Mount Hood from Portland, OR
In Oregon this week, something unprecedented happened: Democrats admitted they were wrong! (gasp, thumpity, thump, falling body sound.)
After rushing to pass a minimum wage hike into law in March, state Democrats now realize that by forcing Oregon employers to adhere to the highest wage floor in the United States, they may have made a mistake! (gasp!) "Call the DNC! What would Debbie do? Surely she has a trick or two!"
“They just wanted to pass something,” said economist Eric Fruits, an academic with an unfortunate name. “They were really worried about the "15 Now" people protesting, they got so snakebit they would have passed anything that was called a minimum wage increase.”
Under the law, signed by Governor Kate Brown a few months ago, the state will raise the minimum wage to $12.50 in rural Oregon, to $13.50 in mid-size cities, and to $14.75 in the Portland area by 2022 and we now find this was done with no studies, hearings, testimony or debate. On those issues alone it is not valid legislation.
So desperate were the state lawmakers to pass the legislation that they chose not to wait for Oregon economists to testify. These guys could have qualified to navigate the Titanic. Then analysts dropped their grim predictions on the Democrats. According to them, the wage hike will “result in approximately 40,000 fewer jobs in 2025 than would have been the case without the legislation.
Why is it legislators can never master the idea that an economy is an equilibrium system something like a "teeter-totter." When one side goes up the other goes down. It may not be that simple, but the analogy is instructive and all they will accomplish in this is make a new generation of minor criminals.
If a guy has a small business and would like to have a small job like cleaning up at the end of the day or helping with sales after school when the daily herd of kids comes in he will hire some and pay them in cash thereby becoming a criminal in the eyes of stupid law makers. These little events are the seeds of anger with establishments and ultimate revolutions of many kinds.

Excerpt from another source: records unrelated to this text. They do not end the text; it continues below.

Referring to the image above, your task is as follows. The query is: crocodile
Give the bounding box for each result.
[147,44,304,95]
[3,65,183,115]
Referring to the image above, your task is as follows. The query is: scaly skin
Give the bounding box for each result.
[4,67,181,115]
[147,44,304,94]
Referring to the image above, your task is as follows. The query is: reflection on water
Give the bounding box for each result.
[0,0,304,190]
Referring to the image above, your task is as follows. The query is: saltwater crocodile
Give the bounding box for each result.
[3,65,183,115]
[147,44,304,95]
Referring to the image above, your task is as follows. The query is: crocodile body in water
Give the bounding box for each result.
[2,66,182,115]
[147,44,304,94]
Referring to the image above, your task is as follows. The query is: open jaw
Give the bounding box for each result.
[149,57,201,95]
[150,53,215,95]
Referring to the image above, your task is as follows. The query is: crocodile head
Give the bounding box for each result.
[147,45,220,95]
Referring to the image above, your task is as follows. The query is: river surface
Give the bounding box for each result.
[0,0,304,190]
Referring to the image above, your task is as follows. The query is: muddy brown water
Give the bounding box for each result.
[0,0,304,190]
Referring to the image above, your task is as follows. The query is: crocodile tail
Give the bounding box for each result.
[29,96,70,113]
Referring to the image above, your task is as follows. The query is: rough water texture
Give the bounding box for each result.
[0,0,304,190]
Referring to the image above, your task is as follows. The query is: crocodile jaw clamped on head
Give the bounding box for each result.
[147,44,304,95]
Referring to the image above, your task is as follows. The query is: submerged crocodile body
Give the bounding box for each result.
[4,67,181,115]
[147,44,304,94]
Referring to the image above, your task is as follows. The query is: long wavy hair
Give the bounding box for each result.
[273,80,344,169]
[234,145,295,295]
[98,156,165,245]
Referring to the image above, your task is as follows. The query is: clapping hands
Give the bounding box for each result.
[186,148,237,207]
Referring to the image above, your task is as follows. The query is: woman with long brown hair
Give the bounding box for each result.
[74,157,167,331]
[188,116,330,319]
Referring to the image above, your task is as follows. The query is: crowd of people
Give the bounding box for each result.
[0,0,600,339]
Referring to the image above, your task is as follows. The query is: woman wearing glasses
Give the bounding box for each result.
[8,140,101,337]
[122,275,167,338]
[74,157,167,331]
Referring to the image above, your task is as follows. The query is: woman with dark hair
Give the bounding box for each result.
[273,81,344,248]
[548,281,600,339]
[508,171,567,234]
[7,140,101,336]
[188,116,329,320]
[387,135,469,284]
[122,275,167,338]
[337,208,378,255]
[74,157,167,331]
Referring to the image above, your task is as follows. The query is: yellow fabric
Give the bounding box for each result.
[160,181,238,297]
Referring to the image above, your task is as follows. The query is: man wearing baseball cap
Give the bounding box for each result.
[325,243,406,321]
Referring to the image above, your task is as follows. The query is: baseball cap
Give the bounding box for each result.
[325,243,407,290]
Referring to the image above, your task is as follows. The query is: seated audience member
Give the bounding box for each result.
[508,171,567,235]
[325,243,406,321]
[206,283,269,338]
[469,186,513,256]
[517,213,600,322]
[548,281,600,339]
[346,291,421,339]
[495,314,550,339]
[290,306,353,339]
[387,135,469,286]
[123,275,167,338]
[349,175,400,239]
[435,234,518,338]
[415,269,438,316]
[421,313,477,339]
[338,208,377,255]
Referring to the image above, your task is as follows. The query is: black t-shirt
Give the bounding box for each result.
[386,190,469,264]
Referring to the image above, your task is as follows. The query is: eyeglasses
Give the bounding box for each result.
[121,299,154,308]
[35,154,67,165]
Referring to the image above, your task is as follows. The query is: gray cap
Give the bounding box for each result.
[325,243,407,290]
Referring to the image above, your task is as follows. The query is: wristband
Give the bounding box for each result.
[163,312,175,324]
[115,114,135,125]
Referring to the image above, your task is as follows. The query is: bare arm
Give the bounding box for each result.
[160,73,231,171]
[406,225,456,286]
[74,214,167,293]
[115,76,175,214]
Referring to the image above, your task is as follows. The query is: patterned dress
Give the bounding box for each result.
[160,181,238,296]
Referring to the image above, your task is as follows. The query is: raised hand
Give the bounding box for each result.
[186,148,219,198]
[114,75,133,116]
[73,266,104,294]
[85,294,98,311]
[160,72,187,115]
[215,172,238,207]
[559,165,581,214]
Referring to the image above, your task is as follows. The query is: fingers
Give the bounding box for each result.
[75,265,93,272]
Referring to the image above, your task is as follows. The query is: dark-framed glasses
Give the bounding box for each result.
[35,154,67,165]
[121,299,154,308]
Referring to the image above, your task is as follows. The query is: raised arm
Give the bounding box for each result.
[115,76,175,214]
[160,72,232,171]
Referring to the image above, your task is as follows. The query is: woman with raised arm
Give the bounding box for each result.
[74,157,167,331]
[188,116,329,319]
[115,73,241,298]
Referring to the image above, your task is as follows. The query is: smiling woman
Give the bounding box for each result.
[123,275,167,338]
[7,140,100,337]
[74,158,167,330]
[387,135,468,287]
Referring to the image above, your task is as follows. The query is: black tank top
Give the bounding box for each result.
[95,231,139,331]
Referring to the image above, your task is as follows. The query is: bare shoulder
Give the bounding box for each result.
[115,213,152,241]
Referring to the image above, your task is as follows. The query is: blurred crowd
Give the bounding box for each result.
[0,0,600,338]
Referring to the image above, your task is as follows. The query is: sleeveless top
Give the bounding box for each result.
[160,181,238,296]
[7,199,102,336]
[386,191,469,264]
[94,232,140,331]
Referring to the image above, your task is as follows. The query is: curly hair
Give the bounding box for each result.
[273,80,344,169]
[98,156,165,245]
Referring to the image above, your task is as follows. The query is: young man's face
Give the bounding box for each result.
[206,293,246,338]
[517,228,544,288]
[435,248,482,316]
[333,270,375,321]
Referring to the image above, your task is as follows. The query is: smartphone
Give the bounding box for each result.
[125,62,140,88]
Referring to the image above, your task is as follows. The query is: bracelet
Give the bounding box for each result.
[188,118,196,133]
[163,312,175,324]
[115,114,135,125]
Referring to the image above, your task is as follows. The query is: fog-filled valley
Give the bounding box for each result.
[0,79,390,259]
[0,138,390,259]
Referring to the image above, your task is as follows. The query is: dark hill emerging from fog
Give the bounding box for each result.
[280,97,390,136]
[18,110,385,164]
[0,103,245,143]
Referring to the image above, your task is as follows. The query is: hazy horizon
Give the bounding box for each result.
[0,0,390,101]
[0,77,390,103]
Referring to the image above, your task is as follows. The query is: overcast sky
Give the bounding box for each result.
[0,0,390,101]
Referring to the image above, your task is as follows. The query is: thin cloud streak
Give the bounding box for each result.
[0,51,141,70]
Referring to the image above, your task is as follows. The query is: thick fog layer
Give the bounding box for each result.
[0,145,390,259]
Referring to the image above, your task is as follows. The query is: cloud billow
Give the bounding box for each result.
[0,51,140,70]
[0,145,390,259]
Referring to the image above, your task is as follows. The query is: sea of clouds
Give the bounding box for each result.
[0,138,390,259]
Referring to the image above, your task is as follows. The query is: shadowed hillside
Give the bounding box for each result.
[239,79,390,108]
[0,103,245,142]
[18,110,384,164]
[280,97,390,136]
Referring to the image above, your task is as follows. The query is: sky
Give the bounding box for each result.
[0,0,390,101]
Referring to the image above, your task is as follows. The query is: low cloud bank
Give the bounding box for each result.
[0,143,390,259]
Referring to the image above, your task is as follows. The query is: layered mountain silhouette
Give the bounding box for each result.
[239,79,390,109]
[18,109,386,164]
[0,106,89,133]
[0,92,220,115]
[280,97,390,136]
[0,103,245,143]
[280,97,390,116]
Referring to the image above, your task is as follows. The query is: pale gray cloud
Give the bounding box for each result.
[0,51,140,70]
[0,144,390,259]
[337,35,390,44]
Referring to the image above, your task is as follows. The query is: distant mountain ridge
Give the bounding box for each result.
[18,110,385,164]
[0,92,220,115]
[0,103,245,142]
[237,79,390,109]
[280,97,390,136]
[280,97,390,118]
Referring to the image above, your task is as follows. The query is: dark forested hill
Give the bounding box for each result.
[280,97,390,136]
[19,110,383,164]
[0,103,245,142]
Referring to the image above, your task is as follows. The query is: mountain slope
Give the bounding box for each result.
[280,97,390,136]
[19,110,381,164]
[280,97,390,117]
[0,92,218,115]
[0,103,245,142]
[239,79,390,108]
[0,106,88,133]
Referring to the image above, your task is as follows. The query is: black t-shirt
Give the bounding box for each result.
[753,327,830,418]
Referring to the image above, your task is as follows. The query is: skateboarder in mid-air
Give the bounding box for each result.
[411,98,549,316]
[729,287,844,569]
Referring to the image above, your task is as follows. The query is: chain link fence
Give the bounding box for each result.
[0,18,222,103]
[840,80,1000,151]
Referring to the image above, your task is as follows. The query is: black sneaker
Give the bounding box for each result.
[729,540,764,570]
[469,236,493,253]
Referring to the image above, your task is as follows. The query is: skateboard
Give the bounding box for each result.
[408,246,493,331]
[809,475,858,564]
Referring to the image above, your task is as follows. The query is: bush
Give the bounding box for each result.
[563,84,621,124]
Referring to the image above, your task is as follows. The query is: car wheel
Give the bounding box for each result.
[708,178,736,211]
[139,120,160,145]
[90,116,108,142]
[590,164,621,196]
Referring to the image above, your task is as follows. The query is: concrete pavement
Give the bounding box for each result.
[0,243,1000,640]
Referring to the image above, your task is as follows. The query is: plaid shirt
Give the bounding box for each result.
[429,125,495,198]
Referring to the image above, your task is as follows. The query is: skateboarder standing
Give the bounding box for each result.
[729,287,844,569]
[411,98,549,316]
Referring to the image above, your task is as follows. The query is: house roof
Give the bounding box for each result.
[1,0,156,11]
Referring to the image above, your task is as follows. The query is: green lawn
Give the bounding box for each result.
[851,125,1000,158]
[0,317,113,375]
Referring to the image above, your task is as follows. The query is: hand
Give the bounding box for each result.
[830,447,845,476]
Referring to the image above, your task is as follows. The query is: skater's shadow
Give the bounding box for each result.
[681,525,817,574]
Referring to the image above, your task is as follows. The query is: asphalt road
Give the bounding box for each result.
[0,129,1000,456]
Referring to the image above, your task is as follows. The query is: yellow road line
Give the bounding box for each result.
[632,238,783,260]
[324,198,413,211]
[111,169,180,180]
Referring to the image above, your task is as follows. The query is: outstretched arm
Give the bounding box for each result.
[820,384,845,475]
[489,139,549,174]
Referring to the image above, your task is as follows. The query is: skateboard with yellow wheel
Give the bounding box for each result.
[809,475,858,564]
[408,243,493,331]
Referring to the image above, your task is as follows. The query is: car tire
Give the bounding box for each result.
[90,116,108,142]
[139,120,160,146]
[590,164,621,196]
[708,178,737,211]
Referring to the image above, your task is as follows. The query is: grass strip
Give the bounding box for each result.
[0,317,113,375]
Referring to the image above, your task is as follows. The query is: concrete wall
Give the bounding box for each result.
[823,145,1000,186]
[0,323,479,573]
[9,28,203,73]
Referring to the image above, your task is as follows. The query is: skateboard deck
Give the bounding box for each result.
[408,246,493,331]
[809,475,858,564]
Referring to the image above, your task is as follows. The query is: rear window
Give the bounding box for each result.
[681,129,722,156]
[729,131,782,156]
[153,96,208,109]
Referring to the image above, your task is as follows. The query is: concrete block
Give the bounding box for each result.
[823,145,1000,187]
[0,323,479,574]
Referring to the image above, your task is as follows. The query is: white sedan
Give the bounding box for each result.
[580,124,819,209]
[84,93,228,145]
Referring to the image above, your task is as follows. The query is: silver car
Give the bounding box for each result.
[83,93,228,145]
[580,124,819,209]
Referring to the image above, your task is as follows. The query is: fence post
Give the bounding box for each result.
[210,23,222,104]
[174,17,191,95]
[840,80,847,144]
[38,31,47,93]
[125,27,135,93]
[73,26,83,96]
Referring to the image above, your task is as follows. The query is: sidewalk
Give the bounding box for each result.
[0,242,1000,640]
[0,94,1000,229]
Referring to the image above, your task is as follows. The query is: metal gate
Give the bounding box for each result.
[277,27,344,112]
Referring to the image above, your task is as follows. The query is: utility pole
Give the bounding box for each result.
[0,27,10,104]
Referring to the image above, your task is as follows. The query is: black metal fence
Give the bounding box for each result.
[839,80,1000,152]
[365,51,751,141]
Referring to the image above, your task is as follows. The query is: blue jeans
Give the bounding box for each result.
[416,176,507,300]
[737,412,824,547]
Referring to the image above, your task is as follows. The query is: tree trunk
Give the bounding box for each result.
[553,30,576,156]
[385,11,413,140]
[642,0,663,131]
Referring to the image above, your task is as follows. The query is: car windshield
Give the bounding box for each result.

Now Oregon lawmakers are scrambling to add a few pertinent amendments to the law in the hopes of avoiding catastrophe. They are considering a new bill that would make exemptions for workers in training and new employees who fit defined criteria. But even those adjustments have met resistance as the legislature is "liberal."
“I think having a sub-minimum wage, while it might sound good, could end up hurting the very people we’re trying to help,” said Diane Rosenbaum, a Democratic state senator.
It is tragic that so many of our elected ruling class have not learned the lesson of the free market. It always produces the best solution. It will wobble getting there, make mistakes along the way, but it is a self-correcting mechanism. That is something the elected ruling class cannot abide: Something they cannot control and so they ignore it and continue legislating the economy.